Gewaltbegünstigende Faktoren müssen immer in einem übergreifenden Rahmen betrachtet werden, wobei sie im gesellschaftlichen, sozialen, familiären und persönlichen Bereich auch ohne Auftreten von Kindesmisshandlung ganz allgemein die gesunde Entwicklung von Kindern und Jugendlichen stark beeinträchtigen können. Die folgenden Risikofaktoren, die Gewalt gegen Kinder und Jugendliche begünstigen können, sind ausschließlich als Hinweisliste zu verstehen. Es kann keine Aussage darüber getroffen werden, inwieweit diese Faktoren im Einzelfall überhaupt oder aber mit welchem Gewicht zu Kindesmisshandlung beitragen können (vgl. Deegener/Körner, 2006).

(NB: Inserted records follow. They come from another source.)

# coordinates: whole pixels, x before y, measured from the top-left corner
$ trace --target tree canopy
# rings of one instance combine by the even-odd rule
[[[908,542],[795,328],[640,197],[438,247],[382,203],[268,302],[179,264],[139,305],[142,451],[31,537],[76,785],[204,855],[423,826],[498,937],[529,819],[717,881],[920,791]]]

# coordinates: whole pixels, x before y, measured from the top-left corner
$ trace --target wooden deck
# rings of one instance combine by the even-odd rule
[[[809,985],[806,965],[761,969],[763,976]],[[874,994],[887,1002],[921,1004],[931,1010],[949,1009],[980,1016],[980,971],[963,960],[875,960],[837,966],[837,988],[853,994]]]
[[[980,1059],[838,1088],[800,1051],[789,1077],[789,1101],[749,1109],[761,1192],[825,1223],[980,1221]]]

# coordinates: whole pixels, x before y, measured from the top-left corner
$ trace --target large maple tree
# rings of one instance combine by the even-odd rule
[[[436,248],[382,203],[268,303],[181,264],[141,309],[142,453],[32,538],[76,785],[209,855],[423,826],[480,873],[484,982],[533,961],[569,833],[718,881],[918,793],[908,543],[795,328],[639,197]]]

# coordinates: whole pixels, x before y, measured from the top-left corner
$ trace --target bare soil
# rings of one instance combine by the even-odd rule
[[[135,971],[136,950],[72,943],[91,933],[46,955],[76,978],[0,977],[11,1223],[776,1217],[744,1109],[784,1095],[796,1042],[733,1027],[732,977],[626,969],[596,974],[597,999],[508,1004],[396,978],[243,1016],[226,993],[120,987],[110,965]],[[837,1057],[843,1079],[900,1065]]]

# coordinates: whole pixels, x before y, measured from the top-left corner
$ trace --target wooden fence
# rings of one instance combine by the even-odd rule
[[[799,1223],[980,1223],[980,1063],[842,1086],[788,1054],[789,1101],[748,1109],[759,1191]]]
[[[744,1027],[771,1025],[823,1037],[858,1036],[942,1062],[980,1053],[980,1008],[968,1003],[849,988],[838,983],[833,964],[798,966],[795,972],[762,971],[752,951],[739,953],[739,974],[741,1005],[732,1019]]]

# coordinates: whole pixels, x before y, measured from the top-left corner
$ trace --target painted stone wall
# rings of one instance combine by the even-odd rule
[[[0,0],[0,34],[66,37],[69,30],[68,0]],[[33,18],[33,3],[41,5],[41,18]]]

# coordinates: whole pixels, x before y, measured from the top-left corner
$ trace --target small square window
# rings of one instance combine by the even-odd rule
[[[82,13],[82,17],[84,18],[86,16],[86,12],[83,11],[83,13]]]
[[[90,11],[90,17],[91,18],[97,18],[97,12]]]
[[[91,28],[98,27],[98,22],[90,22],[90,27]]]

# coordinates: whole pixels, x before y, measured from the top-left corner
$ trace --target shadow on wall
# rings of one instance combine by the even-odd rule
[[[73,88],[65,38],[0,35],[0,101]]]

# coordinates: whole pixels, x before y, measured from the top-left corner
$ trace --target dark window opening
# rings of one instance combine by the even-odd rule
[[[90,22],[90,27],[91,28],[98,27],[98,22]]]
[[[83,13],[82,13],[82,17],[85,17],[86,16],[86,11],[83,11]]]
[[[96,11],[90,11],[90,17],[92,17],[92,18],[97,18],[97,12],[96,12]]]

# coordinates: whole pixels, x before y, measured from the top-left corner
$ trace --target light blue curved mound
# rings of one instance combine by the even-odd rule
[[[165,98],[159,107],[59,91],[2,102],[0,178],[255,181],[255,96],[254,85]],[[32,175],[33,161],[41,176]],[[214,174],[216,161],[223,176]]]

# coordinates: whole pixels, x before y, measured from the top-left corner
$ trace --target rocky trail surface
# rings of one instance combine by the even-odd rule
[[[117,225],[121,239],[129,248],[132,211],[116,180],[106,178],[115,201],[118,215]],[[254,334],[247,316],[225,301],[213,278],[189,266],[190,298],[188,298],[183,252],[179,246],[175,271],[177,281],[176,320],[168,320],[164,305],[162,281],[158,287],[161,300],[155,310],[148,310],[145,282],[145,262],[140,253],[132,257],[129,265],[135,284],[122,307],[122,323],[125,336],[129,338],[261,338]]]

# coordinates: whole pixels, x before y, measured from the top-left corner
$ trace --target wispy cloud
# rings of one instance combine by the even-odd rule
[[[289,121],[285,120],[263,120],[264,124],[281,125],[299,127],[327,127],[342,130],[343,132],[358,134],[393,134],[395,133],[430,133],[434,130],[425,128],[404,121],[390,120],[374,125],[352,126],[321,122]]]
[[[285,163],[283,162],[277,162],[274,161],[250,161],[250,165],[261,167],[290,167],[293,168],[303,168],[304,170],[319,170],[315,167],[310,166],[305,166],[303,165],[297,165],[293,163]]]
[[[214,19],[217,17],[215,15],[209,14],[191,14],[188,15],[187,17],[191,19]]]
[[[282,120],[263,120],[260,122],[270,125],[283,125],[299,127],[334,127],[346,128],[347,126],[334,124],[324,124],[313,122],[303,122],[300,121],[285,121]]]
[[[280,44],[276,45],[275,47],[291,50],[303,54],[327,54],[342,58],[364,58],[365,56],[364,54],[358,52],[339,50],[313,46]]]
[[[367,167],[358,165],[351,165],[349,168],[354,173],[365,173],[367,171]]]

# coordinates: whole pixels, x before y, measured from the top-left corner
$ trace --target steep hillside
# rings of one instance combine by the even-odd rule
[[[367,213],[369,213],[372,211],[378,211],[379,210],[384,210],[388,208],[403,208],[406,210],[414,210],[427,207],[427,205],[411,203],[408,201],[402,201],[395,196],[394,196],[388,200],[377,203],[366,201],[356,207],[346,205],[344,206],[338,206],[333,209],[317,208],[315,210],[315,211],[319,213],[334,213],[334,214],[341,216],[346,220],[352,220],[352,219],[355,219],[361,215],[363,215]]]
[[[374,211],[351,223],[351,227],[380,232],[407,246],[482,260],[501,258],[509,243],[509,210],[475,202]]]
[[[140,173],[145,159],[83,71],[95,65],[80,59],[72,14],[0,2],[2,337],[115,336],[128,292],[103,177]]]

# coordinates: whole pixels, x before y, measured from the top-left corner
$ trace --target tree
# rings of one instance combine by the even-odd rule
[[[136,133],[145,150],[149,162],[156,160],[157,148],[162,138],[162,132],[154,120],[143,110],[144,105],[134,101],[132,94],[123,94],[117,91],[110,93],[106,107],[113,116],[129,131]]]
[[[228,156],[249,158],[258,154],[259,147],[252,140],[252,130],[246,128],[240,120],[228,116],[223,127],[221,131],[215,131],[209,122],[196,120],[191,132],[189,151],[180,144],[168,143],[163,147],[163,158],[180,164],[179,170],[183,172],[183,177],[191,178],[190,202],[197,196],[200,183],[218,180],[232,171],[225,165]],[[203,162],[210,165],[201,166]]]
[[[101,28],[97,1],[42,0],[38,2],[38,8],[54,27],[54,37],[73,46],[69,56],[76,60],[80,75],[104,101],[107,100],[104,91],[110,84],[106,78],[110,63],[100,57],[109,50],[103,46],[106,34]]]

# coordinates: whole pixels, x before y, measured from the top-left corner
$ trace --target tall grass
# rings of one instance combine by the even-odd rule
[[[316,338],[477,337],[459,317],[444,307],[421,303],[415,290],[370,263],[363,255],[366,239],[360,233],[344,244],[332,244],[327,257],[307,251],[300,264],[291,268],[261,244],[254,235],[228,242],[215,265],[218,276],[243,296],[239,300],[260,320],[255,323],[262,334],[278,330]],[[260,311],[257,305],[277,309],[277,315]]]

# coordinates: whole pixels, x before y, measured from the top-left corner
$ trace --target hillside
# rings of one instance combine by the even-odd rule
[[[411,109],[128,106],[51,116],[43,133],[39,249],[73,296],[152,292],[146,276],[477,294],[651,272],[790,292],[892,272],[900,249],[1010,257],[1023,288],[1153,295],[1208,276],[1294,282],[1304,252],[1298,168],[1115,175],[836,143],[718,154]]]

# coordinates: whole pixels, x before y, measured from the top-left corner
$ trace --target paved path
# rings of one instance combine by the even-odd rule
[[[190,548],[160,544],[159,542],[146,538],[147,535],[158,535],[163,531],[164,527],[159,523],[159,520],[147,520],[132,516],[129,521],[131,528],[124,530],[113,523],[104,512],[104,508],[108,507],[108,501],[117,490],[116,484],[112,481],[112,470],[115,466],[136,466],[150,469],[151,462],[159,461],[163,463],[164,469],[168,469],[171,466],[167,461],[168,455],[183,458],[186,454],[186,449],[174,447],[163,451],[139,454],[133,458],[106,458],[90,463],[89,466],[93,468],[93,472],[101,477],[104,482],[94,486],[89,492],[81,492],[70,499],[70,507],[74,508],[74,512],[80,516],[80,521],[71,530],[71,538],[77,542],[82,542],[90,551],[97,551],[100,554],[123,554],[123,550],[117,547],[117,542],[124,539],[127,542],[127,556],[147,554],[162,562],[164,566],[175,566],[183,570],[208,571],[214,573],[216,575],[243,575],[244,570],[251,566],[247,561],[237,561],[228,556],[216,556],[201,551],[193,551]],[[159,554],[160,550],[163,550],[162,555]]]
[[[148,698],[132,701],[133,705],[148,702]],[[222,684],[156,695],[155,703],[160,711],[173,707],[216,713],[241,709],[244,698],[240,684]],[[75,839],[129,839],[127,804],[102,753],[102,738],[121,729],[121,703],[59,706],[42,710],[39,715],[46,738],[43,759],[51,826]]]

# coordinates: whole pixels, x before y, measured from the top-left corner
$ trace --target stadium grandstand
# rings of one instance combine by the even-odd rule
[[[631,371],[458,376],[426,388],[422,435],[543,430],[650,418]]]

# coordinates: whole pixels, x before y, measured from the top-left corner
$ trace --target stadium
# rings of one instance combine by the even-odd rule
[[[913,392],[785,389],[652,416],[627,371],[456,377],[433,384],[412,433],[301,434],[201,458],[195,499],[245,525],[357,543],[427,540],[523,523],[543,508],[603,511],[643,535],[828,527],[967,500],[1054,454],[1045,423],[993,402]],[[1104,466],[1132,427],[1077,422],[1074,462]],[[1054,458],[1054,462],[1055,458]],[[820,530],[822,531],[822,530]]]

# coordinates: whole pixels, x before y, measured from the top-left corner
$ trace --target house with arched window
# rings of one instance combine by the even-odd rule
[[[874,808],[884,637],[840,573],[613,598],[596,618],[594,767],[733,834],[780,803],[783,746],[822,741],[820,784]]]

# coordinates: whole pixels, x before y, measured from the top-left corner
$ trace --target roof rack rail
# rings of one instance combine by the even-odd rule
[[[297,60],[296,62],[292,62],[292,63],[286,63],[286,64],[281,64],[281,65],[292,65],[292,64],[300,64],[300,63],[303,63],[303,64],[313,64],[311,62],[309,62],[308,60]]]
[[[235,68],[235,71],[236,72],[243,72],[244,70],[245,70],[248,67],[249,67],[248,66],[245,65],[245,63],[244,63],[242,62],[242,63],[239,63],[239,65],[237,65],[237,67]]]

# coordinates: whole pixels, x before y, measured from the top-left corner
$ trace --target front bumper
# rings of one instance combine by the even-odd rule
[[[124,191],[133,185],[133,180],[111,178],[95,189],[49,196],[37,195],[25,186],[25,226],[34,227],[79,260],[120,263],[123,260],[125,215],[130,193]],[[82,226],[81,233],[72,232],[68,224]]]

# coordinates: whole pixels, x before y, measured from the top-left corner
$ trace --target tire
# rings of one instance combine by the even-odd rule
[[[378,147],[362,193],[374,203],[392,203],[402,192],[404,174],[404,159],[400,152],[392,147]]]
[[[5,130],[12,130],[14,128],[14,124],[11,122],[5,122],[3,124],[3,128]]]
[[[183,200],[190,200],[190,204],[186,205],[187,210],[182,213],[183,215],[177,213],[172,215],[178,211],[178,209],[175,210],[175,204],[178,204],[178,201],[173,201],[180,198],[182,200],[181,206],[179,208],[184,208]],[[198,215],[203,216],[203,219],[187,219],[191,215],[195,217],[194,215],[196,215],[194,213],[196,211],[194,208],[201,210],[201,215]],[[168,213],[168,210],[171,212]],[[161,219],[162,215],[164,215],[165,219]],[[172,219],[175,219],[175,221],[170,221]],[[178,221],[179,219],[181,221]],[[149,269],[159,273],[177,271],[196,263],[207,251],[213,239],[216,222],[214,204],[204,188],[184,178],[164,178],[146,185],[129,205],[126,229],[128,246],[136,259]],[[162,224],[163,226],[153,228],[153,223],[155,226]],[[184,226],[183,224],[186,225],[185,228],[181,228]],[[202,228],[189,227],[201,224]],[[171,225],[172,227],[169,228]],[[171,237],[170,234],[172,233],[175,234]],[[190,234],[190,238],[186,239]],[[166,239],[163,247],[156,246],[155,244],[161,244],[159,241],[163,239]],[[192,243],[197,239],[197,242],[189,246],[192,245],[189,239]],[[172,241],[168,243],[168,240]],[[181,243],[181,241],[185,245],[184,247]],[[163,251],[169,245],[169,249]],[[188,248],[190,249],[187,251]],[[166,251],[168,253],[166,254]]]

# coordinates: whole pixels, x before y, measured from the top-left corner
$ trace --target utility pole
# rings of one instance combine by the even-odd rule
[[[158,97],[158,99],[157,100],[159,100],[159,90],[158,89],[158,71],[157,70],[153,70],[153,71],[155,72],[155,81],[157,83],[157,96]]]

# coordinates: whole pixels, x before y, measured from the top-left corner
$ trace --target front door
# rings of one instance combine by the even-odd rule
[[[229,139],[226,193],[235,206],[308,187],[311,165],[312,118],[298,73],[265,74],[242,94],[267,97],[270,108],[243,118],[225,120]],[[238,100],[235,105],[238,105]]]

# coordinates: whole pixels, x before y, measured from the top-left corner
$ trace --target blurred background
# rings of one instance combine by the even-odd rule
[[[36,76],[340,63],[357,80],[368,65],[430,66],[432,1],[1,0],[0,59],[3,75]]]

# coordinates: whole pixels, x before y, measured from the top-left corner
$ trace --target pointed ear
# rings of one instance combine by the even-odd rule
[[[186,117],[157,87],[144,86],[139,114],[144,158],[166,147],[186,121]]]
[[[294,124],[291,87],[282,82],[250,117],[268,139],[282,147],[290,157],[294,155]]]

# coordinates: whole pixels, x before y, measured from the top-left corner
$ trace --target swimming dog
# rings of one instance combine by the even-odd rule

Untersuchungen haben ergeben, dass folgende Faktoren das Risiko von Kindesmisshandlung erhöhen können - und zwar insbesondere dann, wenn sie mehrfach auftreten:
Mögliche Merkmale der Eltern:
- ungewollte Schwangerschaft
- große Kinderzahl
- frühe Mutterschaft
- Erziehungsstil geprägt durch Drohungen, Missbilligung, Anschreien
- eigene Gewalterfahrungen in der Kindheit
- Alkohol- und Drogenprobleme
- Psychische Störungen
- misshandelnde Eltern sind häufig depressiv
- negative Befindlichkeiten wie erhöhte Ängstlichkeit, emotionale Verstimmung sowie erhöhte Erregbarkeit, geringe Frustrationstoleranz, Reizbarkeit verbunden mit Impulskontroll-Störungen, Stress und das Gefühl der Überbeanspruchung
- überhöhte Erwartungen an die Kinder
- Befürwortung körperlicher Strafen
Mögliche Merkmale des Kindes:
- geringes Körpergewicht des Kindes oder starkes Übergewicht
- Auffälligkeiten in der körperlichen Entwicklung
- gesundheitliche Probleme, Entwicklungsverzögerungen
- Verhaltensprobleme
Mögliche Merkmale des sozialen Umfeldes:
- geringe finanzielle Ressourcen
- Arbeitslosigkeit bei Männern
- Wohngegend und Nachbarschaft mit hoher Gewalt- und Armuts-rate
- soziale Isolation, wenig Kontakte zu Verwandten
- wenig soziale Unterstützung
Mögliche kulturelle und gesellschaftliche Faktoren:
- Erziehungseinstellungen und -praktiken
- gesellschaftliche Verbreitung von Gewalt
Mögliche Faktoren, die insbesondere sexuelle Gewalt fördern, sind:
- Gleichsetzung von Männlichkeit mit Macht, Kontrolle und Dominanz
- sexuelle Aktivität als Gradmesser von Männlichkeit und psycho-sozialer Potenz
- Sexualisierung von Beziehungen, von Bedürfnissen und von Aggressionen
- Abwertung des weiblichen Geschlechts
- Verdrängung der Gefühlswelt
Die einzelnen Risikofaktoren dienen nur als Hinweisliste. Entscheidend ist auch, was die Beteiligten für Fähigkeiten und Kompetenzen mitbringen, die für das Gelingen oder Scheitern der Bewältigungsversuche äußerer Belastungen grundlegend sind. Dabei kann die Lebensgeschichte der Eltern mit ihren sozialen und emotionalen Erfahrungen in der eigenen Kindheit eine ausschlaggebende Rolle spielen.